Política
Para chefe de propaganda de Bolsonaro, mídia é parceira na Previdência
Fabio Wajngarten exalta ‘boa vontade’ dos veículos para explicar a verdade, mas números do governo mostram que o pobre pagará a conta


A reforma da Previdência avança lentamente no Congresso, mas não é por falta de apoio da imprensa. O governo acredita que a mídia tem sido parceira nessa batalha. “A gente tem tido boa vontade pelos veículos de comunicação de explicar a verdade”, disse o secretário de Comunicação Social da Presidência, Fabio Wajngarten, durante uma audiência pública no Senado em 28 de maio.

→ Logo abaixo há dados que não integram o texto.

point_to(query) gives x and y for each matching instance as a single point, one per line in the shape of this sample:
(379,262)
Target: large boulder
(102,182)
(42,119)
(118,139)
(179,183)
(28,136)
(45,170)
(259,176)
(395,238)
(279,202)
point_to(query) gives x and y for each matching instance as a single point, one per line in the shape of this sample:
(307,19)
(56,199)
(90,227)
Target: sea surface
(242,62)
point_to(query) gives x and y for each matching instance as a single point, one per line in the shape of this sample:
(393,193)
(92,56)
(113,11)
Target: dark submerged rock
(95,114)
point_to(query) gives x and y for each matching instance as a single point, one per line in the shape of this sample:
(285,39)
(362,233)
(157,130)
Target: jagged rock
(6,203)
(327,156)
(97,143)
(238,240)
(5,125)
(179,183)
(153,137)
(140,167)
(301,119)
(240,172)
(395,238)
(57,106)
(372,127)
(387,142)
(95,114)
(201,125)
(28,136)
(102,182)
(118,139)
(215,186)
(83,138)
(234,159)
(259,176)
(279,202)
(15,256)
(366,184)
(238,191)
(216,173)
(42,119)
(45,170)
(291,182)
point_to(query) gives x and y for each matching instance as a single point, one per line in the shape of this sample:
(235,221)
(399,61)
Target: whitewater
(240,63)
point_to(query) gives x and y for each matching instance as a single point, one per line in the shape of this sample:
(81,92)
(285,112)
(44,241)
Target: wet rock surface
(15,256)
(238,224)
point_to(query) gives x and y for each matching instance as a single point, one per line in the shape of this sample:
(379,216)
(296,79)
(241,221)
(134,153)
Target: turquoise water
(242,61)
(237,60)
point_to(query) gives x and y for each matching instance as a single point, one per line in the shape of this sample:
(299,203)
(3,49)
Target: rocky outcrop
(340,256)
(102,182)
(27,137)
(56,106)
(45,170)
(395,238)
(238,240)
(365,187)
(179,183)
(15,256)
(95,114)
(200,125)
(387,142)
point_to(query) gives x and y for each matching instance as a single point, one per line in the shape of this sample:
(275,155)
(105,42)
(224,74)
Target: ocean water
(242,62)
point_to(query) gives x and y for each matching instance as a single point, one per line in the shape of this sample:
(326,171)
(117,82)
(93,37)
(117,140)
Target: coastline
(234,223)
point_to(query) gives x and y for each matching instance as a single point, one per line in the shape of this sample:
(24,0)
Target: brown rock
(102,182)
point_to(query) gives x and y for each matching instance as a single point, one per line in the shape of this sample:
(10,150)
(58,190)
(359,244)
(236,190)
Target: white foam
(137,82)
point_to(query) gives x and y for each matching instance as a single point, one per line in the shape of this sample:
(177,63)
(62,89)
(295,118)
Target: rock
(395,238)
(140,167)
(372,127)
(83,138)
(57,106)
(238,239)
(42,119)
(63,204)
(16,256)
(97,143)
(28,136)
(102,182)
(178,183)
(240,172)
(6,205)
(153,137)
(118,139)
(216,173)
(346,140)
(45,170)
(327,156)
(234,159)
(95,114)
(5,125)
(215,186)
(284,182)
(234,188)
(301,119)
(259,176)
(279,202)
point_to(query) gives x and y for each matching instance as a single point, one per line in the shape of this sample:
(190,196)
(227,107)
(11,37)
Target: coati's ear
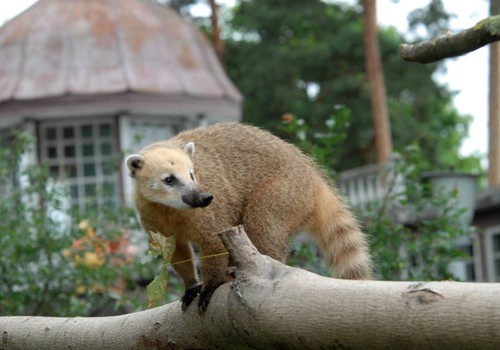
(189,149)
(134,163)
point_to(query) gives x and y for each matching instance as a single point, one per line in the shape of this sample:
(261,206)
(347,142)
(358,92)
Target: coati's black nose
(206,199)
(197,199)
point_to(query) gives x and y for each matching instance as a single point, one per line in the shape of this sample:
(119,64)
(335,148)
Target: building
(93,79)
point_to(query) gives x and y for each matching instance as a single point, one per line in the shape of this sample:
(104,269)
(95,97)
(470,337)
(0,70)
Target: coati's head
(165,175)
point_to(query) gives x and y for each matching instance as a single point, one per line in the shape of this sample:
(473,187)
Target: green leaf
(156,289)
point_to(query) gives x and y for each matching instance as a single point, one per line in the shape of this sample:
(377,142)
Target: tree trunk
(382,126)
(273,306)
(218,43)
(494,107)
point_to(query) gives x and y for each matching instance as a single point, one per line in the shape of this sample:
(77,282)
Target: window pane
(497,270)
(109,189)
(70,171)
(105,129)
(106,149)
(74,191)
(108,168)
(88,169)
(68,132)
(89,190)
(54,171)
(496,242)
(88,150)
(52,152)
(69,151)
(86,131)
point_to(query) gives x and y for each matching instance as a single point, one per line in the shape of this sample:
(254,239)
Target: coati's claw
(189,295)
(205,296)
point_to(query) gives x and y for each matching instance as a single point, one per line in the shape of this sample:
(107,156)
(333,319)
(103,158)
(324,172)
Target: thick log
(273,306)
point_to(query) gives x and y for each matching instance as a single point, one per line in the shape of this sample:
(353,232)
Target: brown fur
(257,180)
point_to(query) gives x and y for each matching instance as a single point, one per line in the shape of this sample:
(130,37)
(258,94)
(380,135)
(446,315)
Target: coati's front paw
(206,295)
(189,295)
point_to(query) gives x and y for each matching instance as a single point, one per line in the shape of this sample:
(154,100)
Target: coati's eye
(169,180)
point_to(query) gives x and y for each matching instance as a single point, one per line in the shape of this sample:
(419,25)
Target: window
(84,155)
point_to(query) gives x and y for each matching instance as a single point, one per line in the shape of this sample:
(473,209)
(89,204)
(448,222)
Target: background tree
(494,107)
(305,57)
(381,122)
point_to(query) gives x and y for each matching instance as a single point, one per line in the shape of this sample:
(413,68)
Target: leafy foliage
(304,57)
(422,246)
(419,248)
(57,262)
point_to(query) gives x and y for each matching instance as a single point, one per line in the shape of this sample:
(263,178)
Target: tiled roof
(80,47)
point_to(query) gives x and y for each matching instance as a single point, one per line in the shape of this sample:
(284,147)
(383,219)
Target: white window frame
(105,174)
(491,255)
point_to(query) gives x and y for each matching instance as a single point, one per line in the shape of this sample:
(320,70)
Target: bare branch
(451,45)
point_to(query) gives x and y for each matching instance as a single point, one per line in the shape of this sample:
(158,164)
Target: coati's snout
(196,199)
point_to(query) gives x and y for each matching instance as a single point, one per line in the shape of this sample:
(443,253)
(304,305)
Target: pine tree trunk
(382,126)
(494,107)
(217,41)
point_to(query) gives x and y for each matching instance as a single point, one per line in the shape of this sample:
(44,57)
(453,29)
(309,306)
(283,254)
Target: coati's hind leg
(213,269)
(182,261)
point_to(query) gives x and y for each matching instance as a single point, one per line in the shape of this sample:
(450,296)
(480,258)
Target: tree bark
(273,306)
(494,107)
(382,125)
(451,45)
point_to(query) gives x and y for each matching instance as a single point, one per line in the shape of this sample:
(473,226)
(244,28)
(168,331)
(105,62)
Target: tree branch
(270,305)
(451,45)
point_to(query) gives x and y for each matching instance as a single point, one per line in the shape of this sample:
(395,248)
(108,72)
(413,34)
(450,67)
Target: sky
(467,75)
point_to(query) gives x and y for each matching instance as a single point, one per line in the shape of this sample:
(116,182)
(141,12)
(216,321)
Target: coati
(205,180)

Explicar a “verdade”? Em março, ali mesmo no Senado, o comentarista econômico Eduardo Moreira debateu a reforma e declarou: “Você vê o quê (no noticiário)? Brancos, ricos, no ar-condicionado, comentando a questão da Previdência… Quantos negros foram ouvidos? Quantos representantes dos trabalhadores rurais?”
Números fornecidos pelo próprio governo em abril, depois de tentativas de mantê-los escondidos, também desmentem a “verdade” oficial. O combate a privilégios proclamado pelo governo corresponde a menos de 20% da reforma. O grosso da conta será pago pelos mais pobres.
A equipe econômica espera poupar 1,2 trilhão de reais em dez anos com a reforma. Desse total, 807 bilhões viriam de dificuldades impostas à obtenção de aposentadorias por trabalhadores que contribuem com o INSS, instituto que paga benefícios mensais de 1,4 mil, em média.
Os servidores públicos, muitos dos quais são marajás, vide o holerite de juízes, procuradores e assessores legislativos, recebem em média 8,6 mil de aposentadoria, pagos por uma espécie de INSS só deles, o RPPS. Com os servidores, a economia em uma década seria de 224 bilhões.
Eis o combate a privilégio nas aposentadorias: os mais pobres pagam 65% da conta e os mais abonados, 18%.
Para poupar mais dinheiro, o governo embutiu na reforma propostas que não têm relação direta com aposentadorias, mas atingem igualmente os mais pobres. Com dificuldades extras à obtenção por idosos de um tipo de benefício assistencial, o BPC, quer economizar 34 bilhões em dez anos. E com restrição ao pagamento de abono salarial, 169 bilhões.
Tudo somado, os mais pobres arcarão com 1 trilhão de reais da conta de 1,2 trilhão da proposta do governo, o equivalente a 83%.
“A alma do negócio”
Para convencer a população a aceitar a reforma e, dessa maneira, facilitar a aprovação da proposta pelos parlamentares, o governo aposta pesado em propaganda.
Com pompa, circunstância e dirigentes das principais emissoras de tevê, lançou uma campanha em 20 de maio com seus bordões de combate a privilégio e de que a conta será rachada por todos. Inclusive pelos militares, donos de uma reforma própria.
A aposentadoria nas Forças Armadas custa em média um valor parecido com a dos servidores, 8,4 mil mensais por militar. Pela proposta do governo, a reforma na caserna poupará aos cofres públicos apenas 10 bilhões de reais em uma década, pois Jair Bolsonaro propôs ao mesmo tempo um aumento salarial para as tropas.
O ex-capitão mergulha em programas de auditório, dá entrevistas em rádio, recebe empresários de mídia. Tudo para vender a reforma da Previdência. Em maio, passaram por seu gabinete os presidentes da Band, Johnny Saad, e da Rede TV!, Amilcare Dalevo Junior.
Até o lobista da Globo, Paulo Tonet Camargo, esteve por lá. Curioso: a intenção de Gustavo Bebbiano de receber Tonet foi uma das causas apontadas por Bolsonaro para demiti-lo da Secretaria-Geral da Presidência, em fevereiro.